The descent from Camp VII to Base Camp took a further five days and was itself gruelling; all the climbers were exhausted, George Bell had badly frostbitten feet and Charles Houston, who had suffered a head injury, was dazed and concussed. Houston has said that while he is proud of the team's attempt to rescue Gilkey, he feels that making the remainder of the descent safely was an even greater achievement. During the descent the climbers saw a broken ice-axe and some bloodstained rocks, but no other trace of Art Gilkey was found.

On the team's descent to Base Camp, a memorial cairn was erected to Art Gilkey, and a service was held. The Gilkey Memorial has since become the burial place of other climbers who have died on K2, as well as a memorial to those whose bodies have not been found.

Aftermath and legacy

In spite of the trauma of the expedition, Charles Houston was keen to make another attempt on K2, and requested permission for further expedition in 1954. He was extremely disappointed that a large Italian expedition had booked the mountain that year. The Italian expedition was successful, and while Houston had permission for 1955 he did not take it up, and gave up mountaineering in order to concentrate on his career researching high altitude medicine. Pete Schoening, however, returned to the Karakoram in 1958 and, with Andy Kauffman made the first ascent of Gasherbrum I; at 8080m the highest first ascent ever made by an American team.

The account of the expedition, written by Bates and Houston with additional sections by the other climbers, was published in 1954 as K2 - The Savage Mountain. It received widespread acclaim, and is regarded as a mountaineering classic.
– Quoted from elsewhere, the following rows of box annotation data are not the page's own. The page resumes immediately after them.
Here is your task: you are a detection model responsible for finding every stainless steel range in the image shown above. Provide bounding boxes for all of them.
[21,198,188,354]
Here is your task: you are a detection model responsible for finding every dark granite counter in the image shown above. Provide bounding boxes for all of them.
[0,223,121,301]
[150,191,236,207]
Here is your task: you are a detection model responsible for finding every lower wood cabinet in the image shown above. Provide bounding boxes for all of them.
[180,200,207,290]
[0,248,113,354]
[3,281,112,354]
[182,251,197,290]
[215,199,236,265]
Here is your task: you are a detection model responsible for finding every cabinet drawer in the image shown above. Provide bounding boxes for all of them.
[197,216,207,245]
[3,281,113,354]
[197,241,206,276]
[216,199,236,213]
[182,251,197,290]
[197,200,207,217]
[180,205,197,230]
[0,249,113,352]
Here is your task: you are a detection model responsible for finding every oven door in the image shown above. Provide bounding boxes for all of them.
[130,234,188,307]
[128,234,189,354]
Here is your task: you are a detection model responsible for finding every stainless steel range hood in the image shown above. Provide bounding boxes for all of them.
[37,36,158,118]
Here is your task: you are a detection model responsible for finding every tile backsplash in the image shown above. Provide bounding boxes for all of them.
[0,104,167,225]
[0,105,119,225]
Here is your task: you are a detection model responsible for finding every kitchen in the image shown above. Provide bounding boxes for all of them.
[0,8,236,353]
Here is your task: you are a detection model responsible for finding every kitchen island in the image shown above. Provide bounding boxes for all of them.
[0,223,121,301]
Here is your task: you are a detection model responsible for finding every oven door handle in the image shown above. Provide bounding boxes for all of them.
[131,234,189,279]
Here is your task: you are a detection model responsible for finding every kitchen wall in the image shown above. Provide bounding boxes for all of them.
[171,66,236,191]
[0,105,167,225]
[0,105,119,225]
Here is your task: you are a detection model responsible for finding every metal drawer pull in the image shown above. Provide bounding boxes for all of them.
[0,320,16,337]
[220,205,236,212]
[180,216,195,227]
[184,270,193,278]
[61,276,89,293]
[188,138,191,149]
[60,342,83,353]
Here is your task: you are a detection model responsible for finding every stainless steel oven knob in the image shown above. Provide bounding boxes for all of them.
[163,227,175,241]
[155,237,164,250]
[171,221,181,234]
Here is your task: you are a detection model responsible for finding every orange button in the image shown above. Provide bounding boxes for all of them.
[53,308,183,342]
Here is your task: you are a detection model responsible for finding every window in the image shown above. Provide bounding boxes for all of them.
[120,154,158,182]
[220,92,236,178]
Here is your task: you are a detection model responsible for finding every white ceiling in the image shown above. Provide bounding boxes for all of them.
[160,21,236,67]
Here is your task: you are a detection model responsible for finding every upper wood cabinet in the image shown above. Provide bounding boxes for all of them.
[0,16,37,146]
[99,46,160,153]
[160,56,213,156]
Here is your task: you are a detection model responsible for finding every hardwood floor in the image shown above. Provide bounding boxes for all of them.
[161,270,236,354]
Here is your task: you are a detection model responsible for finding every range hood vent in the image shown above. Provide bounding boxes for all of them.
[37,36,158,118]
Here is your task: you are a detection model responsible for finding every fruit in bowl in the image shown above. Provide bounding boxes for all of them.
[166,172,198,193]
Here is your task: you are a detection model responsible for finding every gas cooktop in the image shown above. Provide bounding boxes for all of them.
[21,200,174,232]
Unlike many other K2 expeditions which have ended in acrimony and bitterness, such as Wiessner's 1939 expedition and the successful Italian expedition of 1954, the 1953 expedition formed lifelong bonds of friendship between its members. Houston remarked that "we entered the mountain as strangers, but we left it as brothers", while Bates would later say that "the Brotherhood of the Rope established on K2 outlasted the expedition by many decades and was based on a shared sense of values, interests and mutual respect and affection". Because of this, and the bravery and selflessness of the attempt to save Art Gilkey, the expedition has been held up by writers such as Jim Curran as "a symbol of all that is best in mountaineering." Jim Wickwire, who made the first American ascent of K2 in 1978, described their courage and character as "one of the greatest mountaineering stories of all time", and wrote in a letter to Houston that to have climbed on the 1953 expedition would have been even better than climbing K2 in 1978. Many years after the expedition, Reinhold Messner, the first man to climb all fourteen 8000m peaks said that while he had great respect for the Italian team which first climbed K2, he had even more respect for the American team, adding that while they failed, "they failed in the most beautiful way you can imagine."

In 1981 the American Alpine Club established the David A. Sowles Memorial Award for "mountaineers who have distinguished themselves, with unselfish devotion at personal risk or sacrifice of a major objective, in going to the assistance of fellow climbers imperilled in the mountains." The surviving members of the Third American Karakoram Expedition were among the first recipients.

Schoening's action in arresting the mass fall has itself achieved iconic status, and is known in American climbing circles simply as "The Belay". Schoening himself, however, was always modest about his achievement, claiming that he was merely lucky.